Monday, July 31, 2006

Number of first year university enrollments


I have been asked for the number of new 1st year students in Canadian universities by gender. Does anyone know where to get this information?

Cansim provides overall enrollment, but not by year.


I just confirmed with the author division and this information is not available from Statistics Canada. Apparently we once did collect it, but it is not longer being collected at this time.

Updated Products - SPSDM / RTSS

Social Policy Simulation Database and Model - Version 14.1

The Social Policy Simulation Database and Model (SPSD/M), Version 14.1, based on 2002 microdata is now available. The most recent SPSD/M can be used to study the impacts of changes to federal and provincial tax and benefit programs on families and governments from 1991 through 2010.

The Daily:

FTP: /dli/spsdm/spsdm-v14.1

Residential Telephone Service Survey 2005 - 12

** An error in processing mistakenly assigned several CMAs to the incorrect urban size code for the variable SZCODE.
The error had a significant impact on the value for size code 4, the differences for the other categories are negligible.

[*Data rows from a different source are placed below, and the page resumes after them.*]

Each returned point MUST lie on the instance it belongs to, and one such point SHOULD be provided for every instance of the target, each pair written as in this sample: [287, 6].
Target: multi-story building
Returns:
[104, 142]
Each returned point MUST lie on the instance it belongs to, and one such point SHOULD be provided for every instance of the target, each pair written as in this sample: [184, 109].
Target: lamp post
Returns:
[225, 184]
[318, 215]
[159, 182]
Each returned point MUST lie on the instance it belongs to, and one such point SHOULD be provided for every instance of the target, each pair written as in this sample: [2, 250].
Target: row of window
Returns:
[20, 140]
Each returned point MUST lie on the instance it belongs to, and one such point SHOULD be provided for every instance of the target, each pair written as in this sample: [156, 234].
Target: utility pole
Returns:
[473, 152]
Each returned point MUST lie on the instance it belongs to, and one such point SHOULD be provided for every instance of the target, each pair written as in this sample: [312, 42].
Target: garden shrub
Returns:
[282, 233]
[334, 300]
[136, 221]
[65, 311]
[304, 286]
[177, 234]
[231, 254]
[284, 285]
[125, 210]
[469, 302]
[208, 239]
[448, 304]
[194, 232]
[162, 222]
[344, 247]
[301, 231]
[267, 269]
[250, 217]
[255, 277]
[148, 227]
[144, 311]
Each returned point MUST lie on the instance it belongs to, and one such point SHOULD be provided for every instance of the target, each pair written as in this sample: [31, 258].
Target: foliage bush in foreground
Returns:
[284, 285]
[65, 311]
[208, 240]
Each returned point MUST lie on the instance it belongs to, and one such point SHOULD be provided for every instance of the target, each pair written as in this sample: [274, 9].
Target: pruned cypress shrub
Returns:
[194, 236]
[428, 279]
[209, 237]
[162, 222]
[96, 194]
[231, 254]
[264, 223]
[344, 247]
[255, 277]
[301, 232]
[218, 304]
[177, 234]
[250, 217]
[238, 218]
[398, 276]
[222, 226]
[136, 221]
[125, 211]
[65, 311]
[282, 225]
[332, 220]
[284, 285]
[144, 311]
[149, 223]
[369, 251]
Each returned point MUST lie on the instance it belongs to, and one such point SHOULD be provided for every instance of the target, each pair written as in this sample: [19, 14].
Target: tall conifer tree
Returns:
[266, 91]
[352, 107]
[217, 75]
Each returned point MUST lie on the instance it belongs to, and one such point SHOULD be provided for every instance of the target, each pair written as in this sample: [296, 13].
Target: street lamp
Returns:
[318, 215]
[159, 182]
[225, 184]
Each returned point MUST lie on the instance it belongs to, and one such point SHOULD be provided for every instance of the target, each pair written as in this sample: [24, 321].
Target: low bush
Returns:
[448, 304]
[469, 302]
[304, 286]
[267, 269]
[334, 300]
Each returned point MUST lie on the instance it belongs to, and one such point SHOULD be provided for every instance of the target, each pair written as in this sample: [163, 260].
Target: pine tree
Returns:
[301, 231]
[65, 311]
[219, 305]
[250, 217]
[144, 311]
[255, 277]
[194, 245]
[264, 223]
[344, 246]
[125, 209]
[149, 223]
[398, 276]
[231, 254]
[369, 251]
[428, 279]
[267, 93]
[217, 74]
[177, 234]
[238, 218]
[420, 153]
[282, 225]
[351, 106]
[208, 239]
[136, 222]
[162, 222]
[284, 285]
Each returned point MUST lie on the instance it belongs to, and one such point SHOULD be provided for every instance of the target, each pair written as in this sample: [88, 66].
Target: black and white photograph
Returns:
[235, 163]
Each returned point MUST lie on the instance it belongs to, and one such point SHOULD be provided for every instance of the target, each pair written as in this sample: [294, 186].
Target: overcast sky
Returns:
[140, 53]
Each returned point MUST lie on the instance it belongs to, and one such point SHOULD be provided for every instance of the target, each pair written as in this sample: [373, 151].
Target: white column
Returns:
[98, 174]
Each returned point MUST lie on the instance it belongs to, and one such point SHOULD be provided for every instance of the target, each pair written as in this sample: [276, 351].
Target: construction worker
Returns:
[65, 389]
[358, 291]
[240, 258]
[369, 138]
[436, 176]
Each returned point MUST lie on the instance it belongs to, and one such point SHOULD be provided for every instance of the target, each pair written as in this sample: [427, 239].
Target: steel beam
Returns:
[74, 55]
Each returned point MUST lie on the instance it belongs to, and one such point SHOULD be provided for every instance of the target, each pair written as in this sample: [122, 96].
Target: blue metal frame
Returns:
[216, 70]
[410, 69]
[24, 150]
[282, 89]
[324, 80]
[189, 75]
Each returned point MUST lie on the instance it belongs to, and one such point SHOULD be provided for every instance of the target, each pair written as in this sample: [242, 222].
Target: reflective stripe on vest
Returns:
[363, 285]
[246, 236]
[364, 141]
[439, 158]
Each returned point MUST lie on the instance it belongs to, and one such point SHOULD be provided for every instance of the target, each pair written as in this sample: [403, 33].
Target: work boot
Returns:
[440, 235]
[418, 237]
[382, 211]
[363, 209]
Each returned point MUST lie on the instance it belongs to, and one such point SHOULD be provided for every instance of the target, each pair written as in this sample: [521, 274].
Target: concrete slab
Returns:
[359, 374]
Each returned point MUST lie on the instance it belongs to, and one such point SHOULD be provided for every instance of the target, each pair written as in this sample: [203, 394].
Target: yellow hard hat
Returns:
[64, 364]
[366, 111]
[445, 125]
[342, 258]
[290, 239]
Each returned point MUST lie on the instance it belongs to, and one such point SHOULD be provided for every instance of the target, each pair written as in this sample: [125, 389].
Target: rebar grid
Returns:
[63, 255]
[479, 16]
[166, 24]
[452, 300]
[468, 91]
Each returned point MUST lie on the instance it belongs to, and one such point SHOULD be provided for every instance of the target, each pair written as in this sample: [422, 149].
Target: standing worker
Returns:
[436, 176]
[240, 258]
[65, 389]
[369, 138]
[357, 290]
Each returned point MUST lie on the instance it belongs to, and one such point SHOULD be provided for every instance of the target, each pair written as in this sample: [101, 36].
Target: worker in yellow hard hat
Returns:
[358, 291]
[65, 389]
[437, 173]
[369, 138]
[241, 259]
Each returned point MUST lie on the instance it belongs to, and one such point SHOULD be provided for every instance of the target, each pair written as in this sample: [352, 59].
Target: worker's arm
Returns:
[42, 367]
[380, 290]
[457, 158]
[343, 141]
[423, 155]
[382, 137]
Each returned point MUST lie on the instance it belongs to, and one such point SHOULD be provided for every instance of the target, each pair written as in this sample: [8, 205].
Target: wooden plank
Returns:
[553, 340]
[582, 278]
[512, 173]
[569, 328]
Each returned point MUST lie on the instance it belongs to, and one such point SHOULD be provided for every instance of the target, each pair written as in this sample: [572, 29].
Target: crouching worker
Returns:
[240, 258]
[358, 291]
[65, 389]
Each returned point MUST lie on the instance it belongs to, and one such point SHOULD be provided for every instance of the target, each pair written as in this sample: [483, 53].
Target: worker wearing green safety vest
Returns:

The following files have been replaced:

RTSS Dec 2005 Data and Codebook

FTP: /dli/rtss/2005/12

Friday, July 21, 2006

Farmland within Toronto Municipal Boundaries


I have a graduate student looking for 'Total Hectares of farmland within Toronto Municipal Boundaries for 1991,1996 and 2001'. The Census of Agriculture does not have these figures for the Municipal level. Can any one suggest where I should look?


The lowest level of dissemination for standard products for agricultural tables are CCS (Census Consolidated Subdivisions). For the Census Division of Toronto, 2001 has one CCS (Toronto) and for the other years (prior to amalgamation in Toronto), there are more CCS listed (six I think).

You can access the most recent information for free on the Census of Agriculture web site
and the previous years are available from the DLI FTP site.

If you need smaller geographies, these will be a custom request from the Division and will result in fees for the work.

Friday, July 14, 2006

Student debt by urban/rural breakdown


The students are hoping to find data on student debt loads of rural and urban post-secondary students. They want the data based on whether students classify themselves to be of rural or urban origin.

Any suggestions? They have looked at CANSIM and beyond


Unfortunately we do not collect this information by rural and urban origin.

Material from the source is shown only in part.